Préparez les burgers et les copines, y'a Showgirls à la télé ce soir (sur M6, à 22h45). Si tu as besoin d'arguments pour convaincre tes amis de venir à ta Showgirls party, voici dix preuves que le film de Paul Verhoeven est, malgré sa réputation, un film très réussi (article publié l'an dernier sur mon blog).

1. LAS VEGAS
Le film raconte l'arrivée à Las Vegas de Nomi Malone, une jeune femme au passé incertain, qui veut devenir danseuse. Soyons clairs. Si Nomi Malone veut devenir une danseuse contemporaine pour Angelin Preljocaj, elle n'a pas vraiment choisi la bonne ville. Las Vegas c'est quoi? Je n'y suis jamais allé, mais d'après de nombreux témoignages, il s'agit d'une ville où l'on peut jouer de l'argent et en gagner très vite, avec des néons partout autour. Comment parler de cette ville? En racontant l'histoire d'un alcoolique au grand cœur qui rencontre une pute au grand cœur et qui s'aiment? NON! Las Vegas, c'est la ville des arrivistes débiles qui veulent devenir big sans avoir à réfléchir. Nomi Malone C'EST Las Vegas. Parce que Las Vegas c'est peut-être des casinos et des spectacles, mais c'est surtout des burgers et des parkings. Et même Jacques Rivette l'a dit: "De tous les films récents qui se passent à Las Vegas, Showgirls est le seul qui sonne vrai".

C'est beau, hein?

...et si on se bouffait un bon burger devant le parking?

2. ELIZABETH BERKLEY
On pointe souvent du doigt le jeu d'actrice déplorable d'Elizabeth Berkley. Il faut savoir que Charlize Theron (qui sait jouer la comédie tout de même) n'a pas été choisie pour le rôle. Pourquoi avoir casté Elizabeth Berkley qui surjoue tout? Parce que Nomi Malone est un personnage qui surjoue tout. J'ai connu une présentatrice de télé au Canada qui était exactement Nomi Malone (elle lui ressemblait étrangement physiquement en plus). Cette femme dont le seul but était de devenir célèbre et powerful passait son temps à jouer la comédie. Mal. Tout ce qu'elle disait était mis en scène comme une représentation cheap de ce qu'elle avait vu à la télé, comme si elle était filmée en permanence. La colère, la joie, la tendresse, tout sonnait faux. Nomi Malone est fausse, entièrement fausse, même quand elle est seule, elle joue (mal) la comédie. Le jeu d'Elizabeth Berkley est parfait pour ce rôle, elle est mauvaise. Nous attendrir sur ce personnage en la rendant attachante et sincère aurait été hors sujet. Personnellement, je n'attends pas du cinéma qu'il ne me montre que des personnages attachants, au contraire.


Prends…

ça…

Catherine…

Deneuve!

... et bisou à Chiara.

3. HUGE
Le film passe de situation énorme à situation énorme.
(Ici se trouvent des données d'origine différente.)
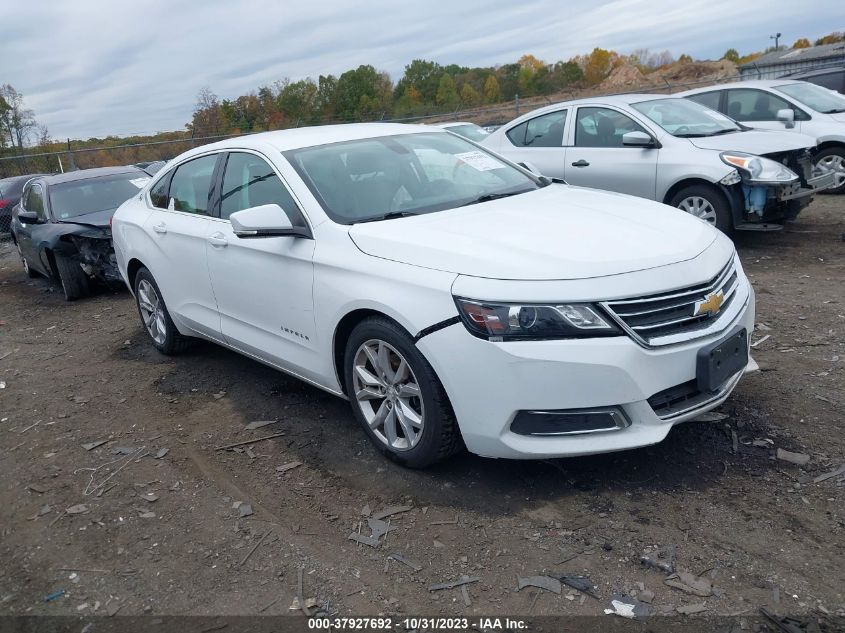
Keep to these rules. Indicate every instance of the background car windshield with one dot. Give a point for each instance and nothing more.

Et que je te vomis mon quatre heures sur la bagnole, et que je te titille les nichons avec des glaçons, et que je te viole ta meilleure amie, et que je te fous un coup de pied dans les couilles pour un oui ou pour un non, ça n'arrête pas d'être ridicule. Pour moi, c'est également un hommage à ce que Las Vegas représente. Dans Amusing Ourselves to Death, Neil Postman suggère que Las Vegas est la capitale des États-Unis (après Chicago à l'ère industrielle et New York à l'ère du business). C'est la ville qui représente la soif américaine pour les "cheap thrills", de l'amusement à bas prix. Je pense que ce n'est pas par hasard si dans l'un des premiers plans du film, à l'arrivée de Nomi à Vegas, un panneau lumineux annonce "HUGE!" avant de se transformer pour annoncer: "Strawberry shortcakes 1,50$". Le gigantisme du panneau, qui a l'air d'annoncer le retour du messie en lettres de feu, pour en fait vendre des gâteaux à la fraise à 3 francs cinquante, c'est là aussi une manière de souligner qu'aux États-Unis, et à Las Vegas en particulier, on aime grossir les traits, faire passer pour importantes des choses qui sont en réalité triviales.


4. PAUL VERHOEVEN
On me répond souvent que tout ça c'est bien beau, mais que c'est probablement un hasard et que je vais chercher du sens là où il n'y en a pas, qu'il s'agit d'un film de commande racoleur. Je réfute cette accusation catégoriquement. Un réalisateur c'est important. C'est quelqu'un qui fait des choix. En permanence. Or, Paul Verhoeven n'est pas Alan Smithee. Il suffit de voir ses autres films pour le comprendre. Son style, c'est justement l'"over the top". Dans Black Book, une jeune juive résistante se prend quinze litres de merde sur la gueule. Dans Hollow Man, Elisabeth Shue se prend un poteau dans la tronche en gros plan. Dans Spetters, un mec se fait violer dans un hangar par des pédales vengeuses. Verhoeven n'est pas un réalisateur élégant. Il montre des choses sales, ridicules, laides, qui mettent mal à l'aise. Ça peut déplaire, mais c'est sa démarche, et on reconnaît clairement cette démarche dans Showgirls. C'est d'ailleurs ce qui flingue l'objectif du studio qui lui a commandé le projet, puisqu'au final, le film n'est absolument pas sexy: on y parle plus souvent de règles que de mouille.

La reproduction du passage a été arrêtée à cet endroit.